Es cuando Marrakech, la joya roja beduina, revela toda su magia.
Viajar a Marrakech es hacerlo a un paraíso
suspendido en el tiempo, a un oasis de palmeras y agua clara rodeado de aridez
rojiza. La imponente cordillera del Atlas que separa la ciudad imperial marroquí
del avance implacable del Sáhara se refleja en los estanques de la ciudad y
alimenta sus fuentes. El aire fresco de las cumbres nevadas hace más llevadera
la contaminación e invita al paseante a abrigarse cuando se pone el Sol.
Capital del imperio almorávide que invadiría la
Península Ibérica y daría a luz a Al Andalus, Marrakech erigió mezquitas,
madrasas, jardines y palacios de una gran belleza con la riqueza del oro y del
marfil de las caravanas.
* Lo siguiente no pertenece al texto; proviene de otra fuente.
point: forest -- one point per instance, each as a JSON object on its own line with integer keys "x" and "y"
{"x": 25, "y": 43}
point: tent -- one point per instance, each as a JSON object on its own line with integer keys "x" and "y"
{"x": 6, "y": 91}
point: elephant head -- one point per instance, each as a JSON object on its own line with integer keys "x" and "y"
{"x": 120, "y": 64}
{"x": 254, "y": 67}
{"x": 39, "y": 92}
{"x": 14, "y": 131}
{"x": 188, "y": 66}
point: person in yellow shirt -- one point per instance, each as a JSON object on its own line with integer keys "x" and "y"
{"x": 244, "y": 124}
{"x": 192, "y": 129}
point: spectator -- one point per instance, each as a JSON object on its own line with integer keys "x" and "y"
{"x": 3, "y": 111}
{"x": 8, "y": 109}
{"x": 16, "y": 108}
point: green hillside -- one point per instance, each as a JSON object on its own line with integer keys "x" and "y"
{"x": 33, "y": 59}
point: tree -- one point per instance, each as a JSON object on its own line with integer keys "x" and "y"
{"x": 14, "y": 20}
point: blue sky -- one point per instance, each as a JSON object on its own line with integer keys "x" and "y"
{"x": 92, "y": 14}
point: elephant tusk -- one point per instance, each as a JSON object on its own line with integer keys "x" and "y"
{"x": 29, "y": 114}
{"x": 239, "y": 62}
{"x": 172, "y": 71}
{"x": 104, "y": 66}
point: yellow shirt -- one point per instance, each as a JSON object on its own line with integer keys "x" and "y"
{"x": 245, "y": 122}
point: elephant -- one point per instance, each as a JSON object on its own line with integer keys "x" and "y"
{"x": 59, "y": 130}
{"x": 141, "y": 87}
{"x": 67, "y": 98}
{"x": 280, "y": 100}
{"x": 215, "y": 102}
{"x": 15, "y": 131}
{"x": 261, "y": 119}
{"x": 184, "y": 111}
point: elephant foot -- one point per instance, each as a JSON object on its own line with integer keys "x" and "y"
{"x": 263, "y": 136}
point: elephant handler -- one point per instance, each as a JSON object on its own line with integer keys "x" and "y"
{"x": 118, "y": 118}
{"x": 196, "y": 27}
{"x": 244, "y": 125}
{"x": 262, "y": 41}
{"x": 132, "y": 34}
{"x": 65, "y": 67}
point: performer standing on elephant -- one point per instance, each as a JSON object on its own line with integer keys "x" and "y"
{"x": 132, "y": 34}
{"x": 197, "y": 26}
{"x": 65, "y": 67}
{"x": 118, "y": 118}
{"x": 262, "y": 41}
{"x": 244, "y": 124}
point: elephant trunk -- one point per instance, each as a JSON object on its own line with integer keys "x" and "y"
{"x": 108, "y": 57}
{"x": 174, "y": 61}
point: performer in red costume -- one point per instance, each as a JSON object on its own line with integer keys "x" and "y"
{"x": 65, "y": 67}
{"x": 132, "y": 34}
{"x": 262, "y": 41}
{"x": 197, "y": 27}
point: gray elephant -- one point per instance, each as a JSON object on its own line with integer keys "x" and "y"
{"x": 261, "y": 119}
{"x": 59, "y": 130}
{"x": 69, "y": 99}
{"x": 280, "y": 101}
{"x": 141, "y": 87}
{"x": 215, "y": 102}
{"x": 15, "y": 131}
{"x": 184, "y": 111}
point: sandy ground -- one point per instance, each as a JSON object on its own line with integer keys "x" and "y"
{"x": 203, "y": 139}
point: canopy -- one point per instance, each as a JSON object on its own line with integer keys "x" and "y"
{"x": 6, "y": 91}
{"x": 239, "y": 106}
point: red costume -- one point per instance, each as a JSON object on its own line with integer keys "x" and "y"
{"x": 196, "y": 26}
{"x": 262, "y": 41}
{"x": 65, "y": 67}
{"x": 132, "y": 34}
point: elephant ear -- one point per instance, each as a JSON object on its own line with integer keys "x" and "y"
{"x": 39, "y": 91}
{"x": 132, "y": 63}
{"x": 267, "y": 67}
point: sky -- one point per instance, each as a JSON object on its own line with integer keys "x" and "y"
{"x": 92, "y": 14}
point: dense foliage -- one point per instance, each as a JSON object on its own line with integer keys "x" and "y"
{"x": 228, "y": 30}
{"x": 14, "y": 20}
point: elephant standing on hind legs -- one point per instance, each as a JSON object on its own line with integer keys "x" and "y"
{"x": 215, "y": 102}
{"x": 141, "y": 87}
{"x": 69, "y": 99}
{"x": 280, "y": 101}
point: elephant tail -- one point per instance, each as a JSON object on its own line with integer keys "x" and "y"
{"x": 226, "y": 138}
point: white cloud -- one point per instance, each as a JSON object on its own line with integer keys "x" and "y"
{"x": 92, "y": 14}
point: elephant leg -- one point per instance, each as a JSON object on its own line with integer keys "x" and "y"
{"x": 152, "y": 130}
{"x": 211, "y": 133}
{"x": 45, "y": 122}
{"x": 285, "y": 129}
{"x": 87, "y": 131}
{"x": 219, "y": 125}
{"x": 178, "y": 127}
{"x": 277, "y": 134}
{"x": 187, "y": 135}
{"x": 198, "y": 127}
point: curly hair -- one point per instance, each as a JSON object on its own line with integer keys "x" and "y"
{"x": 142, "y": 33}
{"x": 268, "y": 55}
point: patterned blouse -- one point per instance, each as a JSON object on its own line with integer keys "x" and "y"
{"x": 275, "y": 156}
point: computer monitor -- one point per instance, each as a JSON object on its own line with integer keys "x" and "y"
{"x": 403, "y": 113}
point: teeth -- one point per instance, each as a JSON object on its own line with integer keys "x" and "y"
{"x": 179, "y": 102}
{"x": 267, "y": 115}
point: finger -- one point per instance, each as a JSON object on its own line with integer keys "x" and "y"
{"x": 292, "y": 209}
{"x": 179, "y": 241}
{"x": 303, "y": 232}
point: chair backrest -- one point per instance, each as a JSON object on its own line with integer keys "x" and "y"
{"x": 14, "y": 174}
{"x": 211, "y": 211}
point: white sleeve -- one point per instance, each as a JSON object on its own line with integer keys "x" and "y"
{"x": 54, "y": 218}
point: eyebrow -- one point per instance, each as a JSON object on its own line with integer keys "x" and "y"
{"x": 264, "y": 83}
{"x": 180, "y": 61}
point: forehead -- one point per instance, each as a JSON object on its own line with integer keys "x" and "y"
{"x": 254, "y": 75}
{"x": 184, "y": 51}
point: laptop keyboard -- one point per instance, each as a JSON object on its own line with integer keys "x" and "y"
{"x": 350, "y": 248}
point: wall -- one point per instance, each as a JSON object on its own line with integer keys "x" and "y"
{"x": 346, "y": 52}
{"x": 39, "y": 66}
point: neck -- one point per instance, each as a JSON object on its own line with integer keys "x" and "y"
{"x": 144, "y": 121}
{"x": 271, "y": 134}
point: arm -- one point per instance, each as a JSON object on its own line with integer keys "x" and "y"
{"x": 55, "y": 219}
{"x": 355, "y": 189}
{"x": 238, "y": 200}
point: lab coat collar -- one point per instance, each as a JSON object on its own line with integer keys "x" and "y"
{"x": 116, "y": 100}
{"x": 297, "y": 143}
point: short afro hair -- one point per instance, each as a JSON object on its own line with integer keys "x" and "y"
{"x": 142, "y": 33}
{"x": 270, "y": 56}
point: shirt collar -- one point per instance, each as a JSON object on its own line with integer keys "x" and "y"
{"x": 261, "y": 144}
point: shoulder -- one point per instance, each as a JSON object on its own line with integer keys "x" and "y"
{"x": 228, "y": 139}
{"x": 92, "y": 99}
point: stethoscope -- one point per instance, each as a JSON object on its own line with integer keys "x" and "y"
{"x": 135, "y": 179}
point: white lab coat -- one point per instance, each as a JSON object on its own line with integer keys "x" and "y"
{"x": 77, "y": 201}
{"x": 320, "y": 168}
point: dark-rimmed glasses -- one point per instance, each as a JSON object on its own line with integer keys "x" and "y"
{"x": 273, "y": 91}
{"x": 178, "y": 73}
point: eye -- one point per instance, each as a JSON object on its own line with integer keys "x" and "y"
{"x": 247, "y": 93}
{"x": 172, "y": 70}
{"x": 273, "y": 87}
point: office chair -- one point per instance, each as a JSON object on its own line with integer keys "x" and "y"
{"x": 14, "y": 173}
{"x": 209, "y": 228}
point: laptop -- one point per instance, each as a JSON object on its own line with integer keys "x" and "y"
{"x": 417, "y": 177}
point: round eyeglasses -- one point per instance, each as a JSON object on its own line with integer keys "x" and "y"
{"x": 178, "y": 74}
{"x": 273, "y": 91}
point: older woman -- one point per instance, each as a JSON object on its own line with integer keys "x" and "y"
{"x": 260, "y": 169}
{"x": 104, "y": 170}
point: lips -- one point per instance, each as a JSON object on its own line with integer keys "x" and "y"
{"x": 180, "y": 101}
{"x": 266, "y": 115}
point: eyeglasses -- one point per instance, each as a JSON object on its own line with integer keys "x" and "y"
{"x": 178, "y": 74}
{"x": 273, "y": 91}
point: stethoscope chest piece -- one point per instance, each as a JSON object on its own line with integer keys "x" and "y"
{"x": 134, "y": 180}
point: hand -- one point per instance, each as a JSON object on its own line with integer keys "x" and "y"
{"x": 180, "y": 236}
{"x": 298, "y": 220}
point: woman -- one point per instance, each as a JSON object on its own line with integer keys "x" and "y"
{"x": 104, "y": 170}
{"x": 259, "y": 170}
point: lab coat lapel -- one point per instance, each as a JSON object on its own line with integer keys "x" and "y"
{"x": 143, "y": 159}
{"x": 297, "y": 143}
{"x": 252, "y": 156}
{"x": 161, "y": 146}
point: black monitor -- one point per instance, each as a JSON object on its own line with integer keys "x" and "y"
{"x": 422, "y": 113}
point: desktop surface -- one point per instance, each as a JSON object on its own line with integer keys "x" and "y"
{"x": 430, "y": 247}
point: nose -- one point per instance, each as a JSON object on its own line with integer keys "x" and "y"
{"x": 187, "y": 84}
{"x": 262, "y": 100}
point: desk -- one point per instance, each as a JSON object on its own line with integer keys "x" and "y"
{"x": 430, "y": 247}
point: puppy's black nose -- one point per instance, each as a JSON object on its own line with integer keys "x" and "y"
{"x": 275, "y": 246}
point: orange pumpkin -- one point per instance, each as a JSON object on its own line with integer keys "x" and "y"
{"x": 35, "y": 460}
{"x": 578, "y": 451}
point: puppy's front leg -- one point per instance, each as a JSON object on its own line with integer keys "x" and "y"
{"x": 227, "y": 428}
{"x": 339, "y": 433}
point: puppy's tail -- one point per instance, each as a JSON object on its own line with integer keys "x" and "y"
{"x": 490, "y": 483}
Algunos de sus monumentos todavía pueden visitarse a
pesar de la destrucción que provocaron los almohades en el siglo XII.
Marrakech son dos ciudades. La antigua, amurallada,
esconde las joyas más preciadas mientras que en el Guéliz, la ciudad de los
colonizadores franceses, se ubican la mayoría de los hoteles como el mítico La
Mamunia, donde Winston Churchill se relajaba pintando. La avenida Mohammed V es
el camino más fácil para llegar hasta una de las plazas más increíbles del
mundo pasando antes por la mezquita Kutubia, cuyo minarete es el hermano gemelo
de la Giralda.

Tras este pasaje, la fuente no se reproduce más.